Début septembre, le marais a été asséché par le beau temps et a laissé apparaître 120 cm de boue. | DR

« Les poissons crèvent »

La préfecture dit ne pas en avoir la charge. Les services de l’État ont l’obligation d’intervenir uniquement lorsqu’ils constatent qu’il n’y a aucun écoulement. Le Passevin  « s’écoule moins bien qu’il y a un siècle, mais s’écoule quand même , assure Rémy Brun, chef du service environnement de la DDTM.Il faut comprendre qu’on est dans une zone marécageuse. Devons-nous assécher des marais ? Je pense que non. »

Mais pour Franck Lemonnier, la pollution du canal devrait alerter les pouvoirs publics.  « Il y a des cyanobactéries liées à la stagnation des eaux. Les poissons crèvent, il n’y a plus de grenouilles, les canards n’arrivent plus à se reproduire… »

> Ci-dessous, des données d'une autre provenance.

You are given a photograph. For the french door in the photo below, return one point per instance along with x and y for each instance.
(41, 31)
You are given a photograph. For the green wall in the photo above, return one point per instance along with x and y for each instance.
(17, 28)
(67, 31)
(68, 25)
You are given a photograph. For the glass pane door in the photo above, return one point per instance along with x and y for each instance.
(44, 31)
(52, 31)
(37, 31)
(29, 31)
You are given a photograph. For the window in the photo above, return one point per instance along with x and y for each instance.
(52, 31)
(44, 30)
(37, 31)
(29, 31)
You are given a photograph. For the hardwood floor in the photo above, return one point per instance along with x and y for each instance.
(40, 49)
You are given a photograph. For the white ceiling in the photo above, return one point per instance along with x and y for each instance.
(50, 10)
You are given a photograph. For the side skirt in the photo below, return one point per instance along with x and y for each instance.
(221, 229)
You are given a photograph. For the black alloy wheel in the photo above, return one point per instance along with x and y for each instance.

La communauté de communes Coutances Mer et bocage (CMB) entend reprendre le dossier. «  Une étude hydraulique et géomorphologique va être lancée dans les zones blanches du territoire, dont le Passevin, en 2019 » , signale Adeline Hubert, en charge de la prévention des inondations à la CMB. Pourrait s’ensuivre quatre années de travaux, pour mettre fin à vingt ans de conflits.